The Bruegel think tank in Brussels has crafted a credible plan that cuts off all Russian gas. It argues that there is enough spare LNG capacity through the low-season months to replenish stocks before the winter frosts, and extra capacity currently under construction could plug part of the gap. The LNG fleet gained 50 new tankers last year, and there will be 30 more this year. “LNG vessels do not appear to be a limiting factor,” it said.
But buying in an extremely tight market would cost an estimated €370 billion ($552 billion), compared to €60 billion in the last normal year before the pandemic. It would also require slashing demand by 10 per cent to 15 per cent.
Rationing on this scale is precisely what the EU is not yet prepared to face, although the experience of Japan after Fukushima shows that it can be done in extremis.
Energy-intensive industries are already in trouble. The commission says half of the bloc’s aluminium and zinc smelters have temporarily closed or are operating at restricted volumes. The EU has shut in 30 per cent of its primary aluminium capacity.

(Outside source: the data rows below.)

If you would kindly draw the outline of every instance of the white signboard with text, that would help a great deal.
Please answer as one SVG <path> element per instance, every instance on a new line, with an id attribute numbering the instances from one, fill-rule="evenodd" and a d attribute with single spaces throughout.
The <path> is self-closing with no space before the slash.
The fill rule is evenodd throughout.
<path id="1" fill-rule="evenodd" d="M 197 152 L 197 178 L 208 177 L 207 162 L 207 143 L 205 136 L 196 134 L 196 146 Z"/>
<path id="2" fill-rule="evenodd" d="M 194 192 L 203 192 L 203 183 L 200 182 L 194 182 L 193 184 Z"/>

“There is going to be a massive economic downturn, but we are in a war situation and the only choice is to get out of Russian coal, gas, and oil completely. It is time the EU acted instead of reacting all the time,” said Bros.
Western policy is a work in rapid progress. Perhaps EU leaders rose to the occasion at a dinner on Wednesday night in the Hall of Mirrors, the same room at Versailles where Georges Clemenceau, David Lloyd George, and Woodrow Wilson grappled with intractable ethnic problems left by the collapse of four empires – and were unjustly caricatured by a bumptious John Maynard Keynes.
I reserve judgment. There has been too much self-congratulation by Brussels insiders over the “unity” of the EU’s response, as if unity rather than substance is what matters, and as if it were the EU rather than NATO that is helping to hold back 90 Russian battalion tactical groups.
Some seem more interested in using this “beneficial crisis” as a federalysing catalyst, a chance to force the pace towards EU fiscal and defence union, whether or not these architectural ambitions have any relevance to the slaughter before the world’s eyes.
The Chinese briefings after Xi Jinping’s video meeting this week with Germany’s Olaf Scholz and France’s Emmanuel Macron are revealing and unsettling. The state-controlled media said the talks showed that “Chinese and European leaders share similar stances and interests on the Ukraine situation”.
This is a remarkable claim. The evidence – rather than platitudes – is that the Chinese communist regime is supporting Vladimir Putin to the hilt.
What Beijing seems to be telling us is that the Franco-German couple signalled an unhealthy level of distance from both the US and the EU’s front-line states at a critical moment for the Western democratic alliance.
Let us be clear: European and Chinese interests in Ukraine are not remotely “similar”.